There are all sorts of things wrong with the typical Leaver's impression of the £39 billion.
A) It's not a "payment to get a deal" i.e. we're not buying ourselves a future arrangement. It's money we already committed to spending, both in terms of future EU budget we still have to pay (just like you may have to keep paying for a while if you want to get out of a phone or broadband contract, because there's a minimum contract period), and in terms of related costs that we created and therefore are responsible for (e.g. the pensions for past UK MEPs and functionaries in Brussels). The EU also took into account the value of our share of the EU's total assets (e.g. government buildings, etc.) that we won't be using any more when we're not EU members, and deducted that from the total to arrive at the £39 billion.
B) Legally it is possible that we might be able to walk away from paying, though it would cause an almighty row that would burn on for years. However, that would pretty much guarantee nobody - neither the EU, nor other potential future partners - would be willing to sign a decent trade deal with us? Why? Because we'd have proven to them we were unreliable and not to be trusted.

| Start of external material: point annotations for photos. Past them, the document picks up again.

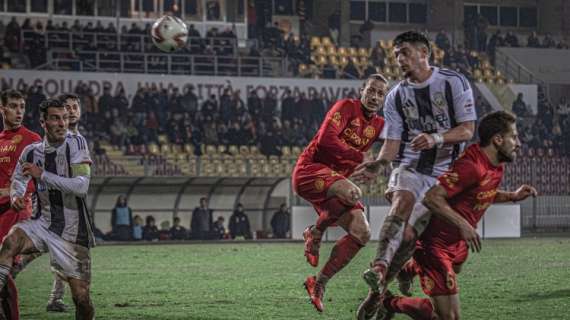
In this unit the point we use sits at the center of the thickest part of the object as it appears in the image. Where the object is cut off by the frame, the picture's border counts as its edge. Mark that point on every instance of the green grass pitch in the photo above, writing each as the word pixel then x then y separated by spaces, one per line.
pixel 509 279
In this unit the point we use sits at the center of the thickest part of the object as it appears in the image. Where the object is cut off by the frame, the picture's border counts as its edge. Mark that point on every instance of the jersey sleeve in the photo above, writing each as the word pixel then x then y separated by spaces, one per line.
pixel 463 102
pixel 19 182
pixel 393 125
pixel 336 121
pixel 460 177
pixel 79 151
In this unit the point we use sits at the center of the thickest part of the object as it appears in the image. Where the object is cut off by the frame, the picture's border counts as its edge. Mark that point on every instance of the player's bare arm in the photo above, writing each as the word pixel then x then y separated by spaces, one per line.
pixel 368 170
pixel 436 201
pixel 462 133
pixel 521 194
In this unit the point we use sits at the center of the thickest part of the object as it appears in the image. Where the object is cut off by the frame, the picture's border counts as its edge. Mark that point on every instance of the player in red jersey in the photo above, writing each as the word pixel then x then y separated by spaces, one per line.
pixel 13 139
pixel 320 177
pixel 458 202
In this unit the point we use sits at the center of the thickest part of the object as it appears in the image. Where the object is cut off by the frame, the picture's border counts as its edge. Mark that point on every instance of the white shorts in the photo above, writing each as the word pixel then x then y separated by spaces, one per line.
pixel 67 259
pixel 403 178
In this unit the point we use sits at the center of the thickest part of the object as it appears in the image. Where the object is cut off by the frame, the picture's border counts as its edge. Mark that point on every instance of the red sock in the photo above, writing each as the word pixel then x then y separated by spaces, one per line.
pixel 10 302
pixel 415 308
pixel 344 250
pixel 410 270
pixel 333 208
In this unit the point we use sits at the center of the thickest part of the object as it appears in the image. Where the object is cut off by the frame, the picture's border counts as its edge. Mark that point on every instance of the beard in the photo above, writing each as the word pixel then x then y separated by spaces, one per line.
pixel 504 156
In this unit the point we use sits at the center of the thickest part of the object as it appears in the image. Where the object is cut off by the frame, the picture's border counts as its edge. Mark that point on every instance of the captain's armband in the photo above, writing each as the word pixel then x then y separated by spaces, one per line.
pixel 81 169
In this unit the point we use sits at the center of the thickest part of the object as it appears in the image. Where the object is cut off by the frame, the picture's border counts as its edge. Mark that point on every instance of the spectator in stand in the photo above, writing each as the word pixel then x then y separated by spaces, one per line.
pixel 511 39
pixel 121 220
pixel 219 231
pixel 280 222
pixel 519 106
pixel 150 230
pixel 533 41
pixel 239 224
pixel 548 41
pixel 201 223
pixel 137 228
pixel 178 232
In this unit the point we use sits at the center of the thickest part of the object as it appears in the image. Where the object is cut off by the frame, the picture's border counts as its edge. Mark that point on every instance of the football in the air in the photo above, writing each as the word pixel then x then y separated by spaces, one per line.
pixel 169 33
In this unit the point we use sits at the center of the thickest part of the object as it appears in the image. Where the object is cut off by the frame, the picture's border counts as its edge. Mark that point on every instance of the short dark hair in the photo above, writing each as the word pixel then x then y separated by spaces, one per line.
pixel 10 94
pixel 376 76
pixel 494 123
pixel 49 103
pixel 66 96
pixel 412 37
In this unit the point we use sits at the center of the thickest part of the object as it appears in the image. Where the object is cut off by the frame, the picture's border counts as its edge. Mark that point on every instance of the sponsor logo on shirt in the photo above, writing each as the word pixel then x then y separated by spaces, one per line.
pixel 369 132
pixel 319 184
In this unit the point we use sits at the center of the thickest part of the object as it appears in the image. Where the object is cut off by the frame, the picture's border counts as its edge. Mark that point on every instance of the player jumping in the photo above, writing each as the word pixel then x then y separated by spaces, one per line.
pixel 458 202
pixel 429 116
pixel 55 303
pixel 60 169
pixel 13 139
pixel 320 177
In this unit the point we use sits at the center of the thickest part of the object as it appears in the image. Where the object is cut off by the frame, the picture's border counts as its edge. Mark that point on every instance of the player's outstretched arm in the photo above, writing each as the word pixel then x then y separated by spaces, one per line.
pixel 462 133
pixel 77 185
pixel 521 194
pixel 19 183
pixel 436 200
pixel 368 170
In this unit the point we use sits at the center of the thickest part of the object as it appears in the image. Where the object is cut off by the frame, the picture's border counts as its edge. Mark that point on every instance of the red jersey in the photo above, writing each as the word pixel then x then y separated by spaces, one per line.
pixel 471 185
pixel 343 137
pixel 12 143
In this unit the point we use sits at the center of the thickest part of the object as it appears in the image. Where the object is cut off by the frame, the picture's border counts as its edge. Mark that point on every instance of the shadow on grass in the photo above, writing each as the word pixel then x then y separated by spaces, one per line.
pixel 563 293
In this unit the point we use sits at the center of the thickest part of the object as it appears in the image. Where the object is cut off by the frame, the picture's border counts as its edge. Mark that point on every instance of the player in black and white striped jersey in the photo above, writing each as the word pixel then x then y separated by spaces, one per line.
pixel 60 169
pixel 429 117
pixel 55 302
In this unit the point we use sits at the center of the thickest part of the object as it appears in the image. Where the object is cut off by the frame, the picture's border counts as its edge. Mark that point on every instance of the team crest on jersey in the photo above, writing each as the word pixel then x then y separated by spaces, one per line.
pixel 319 184
pixel 451 178
pixel 428 283
pixel 17 139
pixel 369 132
pixel 336 118
pixel 450 281
pixel 439 101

Putting it into everyday terms, would you go into business with somebody who very publicly blew off their debts to their previous business and walked away? Not because they were bankrupt, but just because they didn't particularly feel like paying them. I thought not.
C) The money isn't due as a lump sum. We're not trundling a convoy of trucks stuffed with £50 notes to Brussels. Instead, it's due in decreasing amounts over the next 40-50 years (yes, really - we're still due to be paying some of it in the 2060s). So that makes any suggestion that the same money would be available to spend as a big juicy Brexit dividend instead utter nonsense, because there was never a £39 billion lump-sum at all.
D) Tim Martin is an astute businessman who runs a very large chain of pubs with a decent degree of success. That doesn't mean he knows anything about the WTO (he doesn't) or the intricacies of international trade and trade agreements (he doesn't), or tariffs (he doesn't), or the needs of the industrial sector and just-in-time production (he doesn't) or the specific legal consequences of a no-deal Brexit (he doesn't). His skillset doesn't map onto Brexit, much like a brain surgeon might be an absolutely diabolical plumber.
Unfortunately, what his own narrow business success has given him is a soapbox, and plenty of money to slosh around to amplify his mistaken and/or misleading Brexit information. It must be nice to be able to afford to print new leaflets every week with your favourite anti-EU rants in them, regardless of the fact that very little if any of what they say is factual or true.